Juros futuros voltam a cair com receio de estagflação nos EUA e Orçamento “light” no Brasil
Os juros futuros recuaram novamente nesta terça-feira, acompanhando a queda dos Treasuries e o alívio no câmbio, em meio a dados mais fracos de atividade nos EUA, reforçaram as preocupações com um risco de estagflação no país, na véspera do anúncio das tarifas recíprocas por Donald Trump.
No ambiente doméstico, diante da agenda esvaziada, investidores reagiram às declarações do secretário executivo do Planejamento, Gustavo Guimarães, que disse que não há nenhuma discussão em curso no governo sobre a revisão da meta fiscal de 2026.
Ele informou que os ministérios empenharam R$ 24 bilhões no 1TRI25, o equivalente a 11,04% das despesas discricionárias autorizadas no PLOA, no total de R$ 217,49 bilhões.
Conforme o secretário de Orçamento Federal, Clayton Monte, a baixa execução do Orçamento no início de 2025 ajudou a criar uma espécie de “poupança” para eventuais bloqueios de despesas nos próximos meses. No atual ritmo, essa poupança chegaria no fim do ano em torno de R$ 70 bilhões.
No fechamento, o DI para janeiro de 2026 marcava 15,005% (de 15,015% no fechamento anterior); Jan/27 a 14,855% (14,930%); Jan/29 a 14,595% (14,715%); Jan/31 a 14,720% (14,860%) e Jan/33 a 14,740% (14,870%).
(Téo Takar)
Ibovespa registra alta com commodities, mas perde força; NY fica sem direção definida antes de tarifas
[1º/4/2025] Da Redação do Bom Dia Mercado
Em dia de agenda esvaziada, o Ibovespa terminou a primeira sessão de abril em alta, apoiada na valorização de ações ligadas a commodities, mas o índice perdeu força ao longo do dia, com a redução do fôlego desses papéis, fechando com ganho de 0,68%, aos 131.147,29 pontos. O volume somou R$ 24,7 bilhões.
Além de seguir o minério de ferro, as ações da Vale subiram 0,86% (R$ 57,19) influenciadas pelo anúncio de acordo da mineradora com a GIP para estabelecer uma joint-venture na Aliança Geração de Energia.

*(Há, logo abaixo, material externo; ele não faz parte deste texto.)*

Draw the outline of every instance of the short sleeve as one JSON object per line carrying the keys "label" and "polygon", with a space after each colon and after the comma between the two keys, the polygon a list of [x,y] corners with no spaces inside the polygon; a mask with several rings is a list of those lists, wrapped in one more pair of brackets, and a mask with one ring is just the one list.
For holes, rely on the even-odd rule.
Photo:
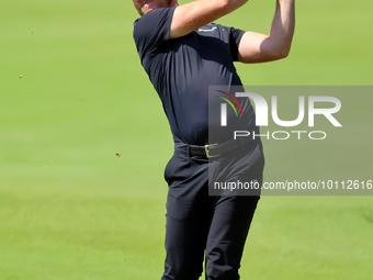
{"label": "short sleeve", "polygon": [[156,9],[135,21],[133,35],[142,60],[170,38],[173,12],[174,8]]}
{"label": "short sleeve", "polygon": [[230,46],[230,54],[231,54],[234,61],[238,61],[238,46],[239,46],[239,43],[241,42],[244,34],[245,34],[245,31],[230,27],[229,46]]}

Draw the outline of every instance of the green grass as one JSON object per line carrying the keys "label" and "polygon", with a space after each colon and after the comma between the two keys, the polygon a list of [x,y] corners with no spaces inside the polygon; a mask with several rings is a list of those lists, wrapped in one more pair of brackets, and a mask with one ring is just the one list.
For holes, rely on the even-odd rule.
{"label": "green grass", "polygon": [[[221,22],[268,32],[273,11],[250,1]],[[238,65],[244,83],[372,85],[371,11],[366,0],[298,1],[291,56]],[[160,278],[172,139],[136,54],[136,18],[131,1],[1,4],[1,280]],[[371,176],[371,102],[342,102],[355,137],[267,142],[267,180]],[[372,197],[263,197],[240,272],[372,279]]]}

Também reduzindo o ritmo de alta, com a virada do petróleo, Petrobras ON registrou +0,51% (R$ 41,03) e Petrobras PN, +0,38% (R$ 37,30).
O dólar à vista fechou em baixa de 0,40%, a R$ 5,6824, com o real se beneficiando novamente do fluxo de capitais para mercados emergentes.
Em NY, os índices acionários ficaram sem direção definida na expectativa da divulgação das tarifas recíprocas amanhã. Os mercados financeiros têm estado voláteis nas últimas semanas, com os investidores avaliando as consequências econômicas dos extensos planos tarifários do presidente dos EUA, Donald Trump.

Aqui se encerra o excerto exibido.